Black’s Mill Elementary School Media Specialist Ann Lott had no idea her principal had nominated her for the Office Max A Day Made Better contest until Office Max representatives arrived at the school on Wednesday with $1,200 in school supplies.
Lott was one of over 1,000 teachers across the country to be recognized by Office Max last week for their contributions to their students.
The surprise in-school ceremony was part of the office supply retailer’s campaign to eliminate teacher-funded classrooms, especially during this time of extra economic burden on school districts across the nation.
“We know that through the course of the year our teachers have great expectations and very little resources and end up spending a lot of their own money to make their classrooms good,” said Office Max of Cumming Manager Pete Braun.
According to studies conducted by the National Education Association, teachers spend nearly $1,200 out of their own pockets each year for basic classroom supplies, adding up, nationally, to about $4 billion a year.

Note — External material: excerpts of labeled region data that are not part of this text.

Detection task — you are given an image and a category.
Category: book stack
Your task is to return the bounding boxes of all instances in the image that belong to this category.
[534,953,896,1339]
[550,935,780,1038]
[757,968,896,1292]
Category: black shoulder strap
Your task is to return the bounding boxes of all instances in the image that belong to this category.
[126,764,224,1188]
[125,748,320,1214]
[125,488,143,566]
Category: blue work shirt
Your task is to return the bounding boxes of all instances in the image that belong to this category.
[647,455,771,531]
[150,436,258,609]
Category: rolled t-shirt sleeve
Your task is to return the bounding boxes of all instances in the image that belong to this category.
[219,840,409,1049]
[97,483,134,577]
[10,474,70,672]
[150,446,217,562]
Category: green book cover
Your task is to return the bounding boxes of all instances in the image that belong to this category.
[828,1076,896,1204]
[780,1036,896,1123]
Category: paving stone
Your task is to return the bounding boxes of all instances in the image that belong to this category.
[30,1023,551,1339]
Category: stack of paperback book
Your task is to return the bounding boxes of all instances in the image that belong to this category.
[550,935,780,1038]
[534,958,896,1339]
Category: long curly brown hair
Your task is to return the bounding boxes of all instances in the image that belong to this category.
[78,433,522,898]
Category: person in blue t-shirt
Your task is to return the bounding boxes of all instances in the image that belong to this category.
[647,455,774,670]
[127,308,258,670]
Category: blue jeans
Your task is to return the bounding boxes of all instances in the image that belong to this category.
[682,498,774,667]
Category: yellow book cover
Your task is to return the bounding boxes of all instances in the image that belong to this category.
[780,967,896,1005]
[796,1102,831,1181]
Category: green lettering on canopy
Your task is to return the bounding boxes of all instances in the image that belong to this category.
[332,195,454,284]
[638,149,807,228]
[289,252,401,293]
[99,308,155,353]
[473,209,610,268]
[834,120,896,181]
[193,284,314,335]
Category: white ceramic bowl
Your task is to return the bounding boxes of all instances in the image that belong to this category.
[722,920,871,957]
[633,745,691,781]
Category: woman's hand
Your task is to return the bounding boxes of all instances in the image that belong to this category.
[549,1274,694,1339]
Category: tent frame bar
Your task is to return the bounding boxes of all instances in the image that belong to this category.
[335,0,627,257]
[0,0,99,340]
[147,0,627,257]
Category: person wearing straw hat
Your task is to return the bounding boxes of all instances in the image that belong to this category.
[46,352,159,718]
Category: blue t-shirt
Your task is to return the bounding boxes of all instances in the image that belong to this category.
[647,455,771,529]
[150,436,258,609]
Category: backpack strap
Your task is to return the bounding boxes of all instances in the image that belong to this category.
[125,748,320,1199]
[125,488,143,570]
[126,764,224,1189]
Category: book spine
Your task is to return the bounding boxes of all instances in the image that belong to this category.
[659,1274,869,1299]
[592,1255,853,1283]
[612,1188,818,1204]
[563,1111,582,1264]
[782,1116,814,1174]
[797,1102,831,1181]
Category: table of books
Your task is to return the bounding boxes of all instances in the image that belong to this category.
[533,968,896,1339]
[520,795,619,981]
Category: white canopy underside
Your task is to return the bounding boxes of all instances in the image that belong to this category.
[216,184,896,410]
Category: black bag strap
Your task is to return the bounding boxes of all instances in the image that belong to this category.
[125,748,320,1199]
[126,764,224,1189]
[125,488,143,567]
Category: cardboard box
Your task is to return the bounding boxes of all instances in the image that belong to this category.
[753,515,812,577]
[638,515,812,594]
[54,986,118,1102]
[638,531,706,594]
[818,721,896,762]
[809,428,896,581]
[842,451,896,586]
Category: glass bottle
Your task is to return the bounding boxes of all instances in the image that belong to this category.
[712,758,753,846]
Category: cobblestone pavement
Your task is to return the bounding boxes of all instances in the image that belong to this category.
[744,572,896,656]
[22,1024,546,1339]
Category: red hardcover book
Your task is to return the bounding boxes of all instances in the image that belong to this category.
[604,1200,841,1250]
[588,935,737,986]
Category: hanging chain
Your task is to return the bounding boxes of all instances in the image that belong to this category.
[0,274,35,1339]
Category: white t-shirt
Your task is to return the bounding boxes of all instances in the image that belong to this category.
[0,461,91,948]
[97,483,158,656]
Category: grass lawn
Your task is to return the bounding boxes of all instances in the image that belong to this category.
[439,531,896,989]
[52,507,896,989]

Braun presented Lott with a bouquet of flowers and a new office chair, followed by a box filled with $1,000 worth of classroom supplies. The box of supplies included everything from paper clips, to sticky notes, in addition to a new digital camera.

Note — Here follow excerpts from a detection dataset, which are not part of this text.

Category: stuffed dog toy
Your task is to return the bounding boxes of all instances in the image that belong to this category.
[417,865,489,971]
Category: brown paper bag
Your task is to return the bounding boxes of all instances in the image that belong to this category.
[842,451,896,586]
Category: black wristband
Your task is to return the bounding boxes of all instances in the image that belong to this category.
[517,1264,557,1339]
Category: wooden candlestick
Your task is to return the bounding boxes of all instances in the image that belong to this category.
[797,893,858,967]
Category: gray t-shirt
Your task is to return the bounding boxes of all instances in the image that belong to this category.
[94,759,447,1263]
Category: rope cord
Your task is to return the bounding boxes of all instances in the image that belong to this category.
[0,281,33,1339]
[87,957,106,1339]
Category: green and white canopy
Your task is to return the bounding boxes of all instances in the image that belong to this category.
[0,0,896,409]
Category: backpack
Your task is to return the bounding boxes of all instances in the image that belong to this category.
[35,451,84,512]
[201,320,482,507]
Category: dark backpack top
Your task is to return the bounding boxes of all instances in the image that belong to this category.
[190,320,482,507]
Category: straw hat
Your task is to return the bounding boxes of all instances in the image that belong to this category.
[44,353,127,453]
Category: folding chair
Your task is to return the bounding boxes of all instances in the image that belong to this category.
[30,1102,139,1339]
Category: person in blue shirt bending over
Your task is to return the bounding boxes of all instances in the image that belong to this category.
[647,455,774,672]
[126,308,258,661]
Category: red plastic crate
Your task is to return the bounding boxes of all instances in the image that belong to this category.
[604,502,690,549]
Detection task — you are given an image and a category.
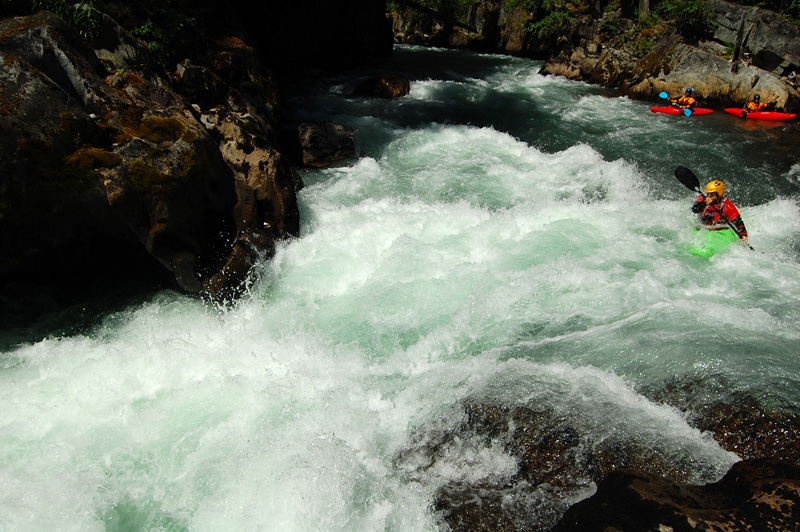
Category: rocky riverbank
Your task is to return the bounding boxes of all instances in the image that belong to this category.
[392,0,800,112]
[0,0,800,531]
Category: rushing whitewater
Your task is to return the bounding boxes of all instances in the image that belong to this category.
[0,48,800,532]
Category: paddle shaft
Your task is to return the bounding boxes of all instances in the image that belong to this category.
[675,166,755,251]
[742,74,758,112]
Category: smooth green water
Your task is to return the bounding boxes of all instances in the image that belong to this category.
[0,48,800,532]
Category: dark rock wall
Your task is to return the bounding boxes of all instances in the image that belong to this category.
[0,0,392,310]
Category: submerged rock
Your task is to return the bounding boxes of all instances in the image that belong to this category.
[553,459,800,532]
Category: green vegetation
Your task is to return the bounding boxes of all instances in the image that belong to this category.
[31,0,99,42]
[527,5,575,44]
[654,0,714,41]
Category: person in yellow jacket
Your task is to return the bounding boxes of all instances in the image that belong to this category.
[670,87,697,109]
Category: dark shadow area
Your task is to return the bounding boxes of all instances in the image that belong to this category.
[0,238,172,351]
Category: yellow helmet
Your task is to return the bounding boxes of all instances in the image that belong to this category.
[706,179,725,197]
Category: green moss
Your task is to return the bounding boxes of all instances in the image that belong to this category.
[135,116,186,144]
[64,148,122,170]
[128,159,169,192]
[181,143,211,182]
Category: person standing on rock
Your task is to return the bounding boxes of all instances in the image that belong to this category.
[670,87,697,109]
[744,94,769,113]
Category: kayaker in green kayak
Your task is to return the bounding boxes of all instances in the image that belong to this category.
[692,179,747,242]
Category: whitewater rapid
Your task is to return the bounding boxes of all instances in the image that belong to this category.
[0,48,800,532]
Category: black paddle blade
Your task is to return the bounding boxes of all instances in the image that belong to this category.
[675,166,700,192]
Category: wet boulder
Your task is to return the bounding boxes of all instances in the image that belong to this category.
[297,120,355,168]
[553,459,800,532]
[0,12,302,298]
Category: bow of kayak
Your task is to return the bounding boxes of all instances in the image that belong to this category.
[725,107,797,120]
[687,229,739,257]
[650,107,714,116]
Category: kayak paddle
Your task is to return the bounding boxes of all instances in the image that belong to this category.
[675,166,755,251]
[742,74,758,116]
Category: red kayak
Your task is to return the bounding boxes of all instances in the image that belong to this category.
[650,107,714,116]
[725,107,797,120]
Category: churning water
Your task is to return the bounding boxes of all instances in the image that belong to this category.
[0,47,800,532]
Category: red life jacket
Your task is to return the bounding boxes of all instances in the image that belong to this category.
[695,196,747,237]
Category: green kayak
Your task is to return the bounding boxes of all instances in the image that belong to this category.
[688,229,739,257]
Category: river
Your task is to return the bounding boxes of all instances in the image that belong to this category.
[0,47,800,532]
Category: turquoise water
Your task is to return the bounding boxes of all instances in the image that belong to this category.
[0,47,800,532]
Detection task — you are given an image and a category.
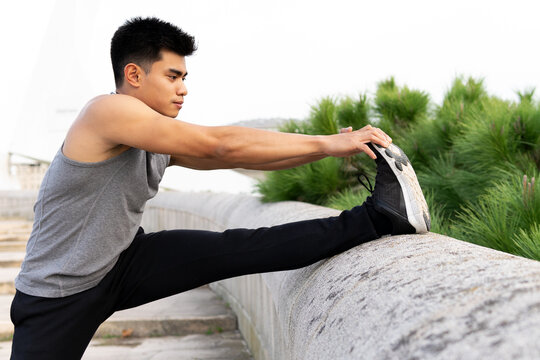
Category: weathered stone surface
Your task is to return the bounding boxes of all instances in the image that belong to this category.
[0,331,253,360]
[141,193,540,359]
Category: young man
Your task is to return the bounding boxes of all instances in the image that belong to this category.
[11,18,429,360]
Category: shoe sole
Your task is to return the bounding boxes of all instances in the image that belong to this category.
[372,143,431,233]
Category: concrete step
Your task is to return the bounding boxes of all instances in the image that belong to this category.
[0,331,253,360]
[0,286,237,340]
[96,286,237,337]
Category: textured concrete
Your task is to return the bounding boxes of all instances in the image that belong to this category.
[0,331,252,360]
[95,286,237,337]
[140,193,540,359]
[0,286,237,338]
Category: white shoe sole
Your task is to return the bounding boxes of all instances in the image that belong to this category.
[373,144,431,233]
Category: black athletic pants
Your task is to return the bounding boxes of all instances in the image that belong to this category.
[11,205,378,360]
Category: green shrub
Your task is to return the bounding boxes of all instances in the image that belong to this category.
[457,172,540,260]
[259,77,540,260]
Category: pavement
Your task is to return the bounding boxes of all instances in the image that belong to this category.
[0,219,253,360]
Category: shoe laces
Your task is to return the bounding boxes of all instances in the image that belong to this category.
[356,173,375,194]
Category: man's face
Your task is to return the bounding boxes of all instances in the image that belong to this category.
[136,50,187,118]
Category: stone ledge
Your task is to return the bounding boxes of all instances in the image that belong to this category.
[143,193,540,359]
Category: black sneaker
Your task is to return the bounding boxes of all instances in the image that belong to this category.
[362,143,431,235]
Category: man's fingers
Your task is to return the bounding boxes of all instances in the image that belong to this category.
[362,144,377,160]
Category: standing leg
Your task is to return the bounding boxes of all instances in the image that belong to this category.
[112,206,378,310]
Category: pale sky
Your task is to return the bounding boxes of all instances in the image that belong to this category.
[0,0,540,158]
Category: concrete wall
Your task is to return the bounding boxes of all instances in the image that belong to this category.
[0,190,38,220]
[143,193,540,360]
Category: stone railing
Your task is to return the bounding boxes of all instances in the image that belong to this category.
[143,193,540,360]
[0,190,38,220]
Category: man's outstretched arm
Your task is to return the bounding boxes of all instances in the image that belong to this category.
[81,95,391,168]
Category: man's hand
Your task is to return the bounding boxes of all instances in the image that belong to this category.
[68,95,392,170]
[325,125,392,159]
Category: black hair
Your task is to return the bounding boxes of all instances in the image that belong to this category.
[111,17,197,87]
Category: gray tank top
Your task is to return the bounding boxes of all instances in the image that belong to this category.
[15,148,170,297]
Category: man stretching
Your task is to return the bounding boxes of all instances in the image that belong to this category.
[11,18,429,360]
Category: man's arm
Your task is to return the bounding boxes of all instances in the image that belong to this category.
[169,155,326,170]
[81,95,391,168]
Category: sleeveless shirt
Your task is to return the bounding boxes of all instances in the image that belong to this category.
[15,148,170,297]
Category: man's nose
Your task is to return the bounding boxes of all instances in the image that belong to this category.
[176,81,187,96]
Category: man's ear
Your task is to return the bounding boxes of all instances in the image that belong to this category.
[124,63,144,88]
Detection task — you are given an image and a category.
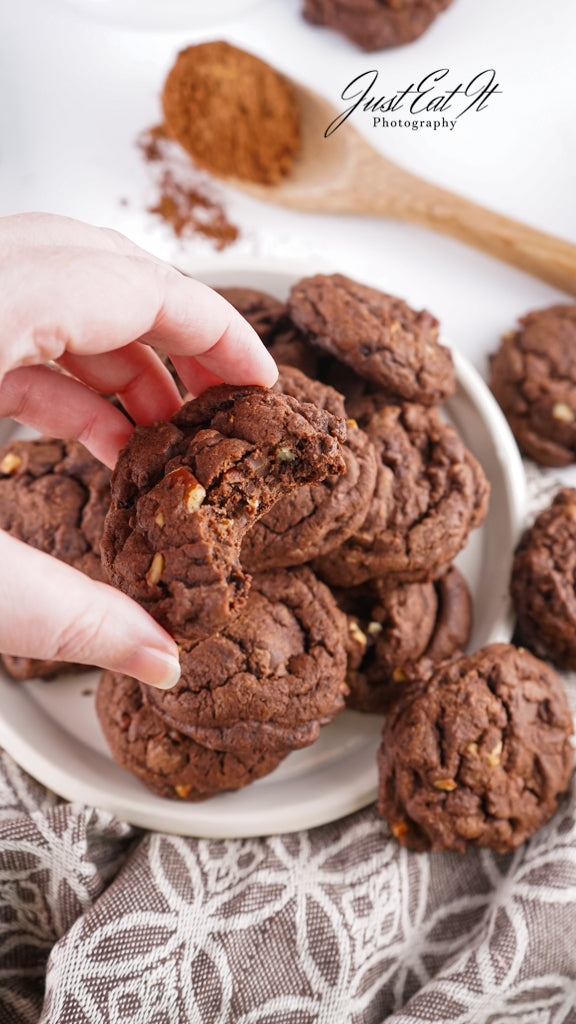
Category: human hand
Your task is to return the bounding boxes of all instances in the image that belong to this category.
[0,214,277,687]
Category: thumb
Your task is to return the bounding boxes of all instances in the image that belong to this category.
[0,530,180,689]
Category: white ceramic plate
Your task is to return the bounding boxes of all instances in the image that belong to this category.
[0,265,526,838]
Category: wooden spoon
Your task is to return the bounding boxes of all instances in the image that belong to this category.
[225,82,576,295]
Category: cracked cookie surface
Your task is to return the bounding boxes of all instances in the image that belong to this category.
[490,305,576,466]
[315,402,490,587]
[146,567,346,751]
[96,672,287,802]
[288,273,456,404]
[334,565,471,715]
[241,367,378,571]
[102,384,345,640]
[378,644,574,853]
[510,487,576,669]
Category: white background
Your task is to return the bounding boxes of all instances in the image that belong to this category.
[0,0,576,477]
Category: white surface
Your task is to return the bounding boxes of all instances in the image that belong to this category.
[0,0,576,831]
[0,265,526,838]
[0,0,576,399]
[59,0,262,32]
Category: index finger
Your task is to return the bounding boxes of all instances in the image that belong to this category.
[0,246,277,386]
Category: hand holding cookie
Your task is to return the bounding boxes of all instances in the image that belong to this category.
[0,214,277,687]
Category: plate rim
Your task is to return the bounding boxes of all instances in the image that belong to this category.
[0,260,527,839]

Lott, who is the school’s media professional, also oversees the school’s daily news broadcast, produced by students.
“When I heard about this opportunity, I really didn’t know what would be involved,” said Black’s Mill Elementary School Principal Julia Mashburn.
Without a typical homeroom classroom, Mashburn wasn’t sure if Office Max would reject her nomination of Lott or see what is unique and different about the Black’s Mill Elementary School media center.
“This is a classroom for the whole school and I know that without Mrs. Lott’s work on the curriculum, without your foresight for technology, we couldn’t have made WBME (the school’s morning news broadcoast) become something really wonderful, not for teachers, but for you boys and girls,” Mashburn told media studies students in attendance.
“For Black’s Mill Elementary and Mrs. Lott, the media center and Dawson County to be one of the 1,000 across the country, this is an exciting event for all of us, and it couldn’t go to a more deserving person,” Mashburn said.
Lott’s husband, daughter and grandson were able to attend the awards presentation, as were the media studies students, who learn from her everyday.
“I’m really happy. I’m excited. It’s nice to be appreciated, but I don’t have to have an award like this to keep on going hard,” Lott said.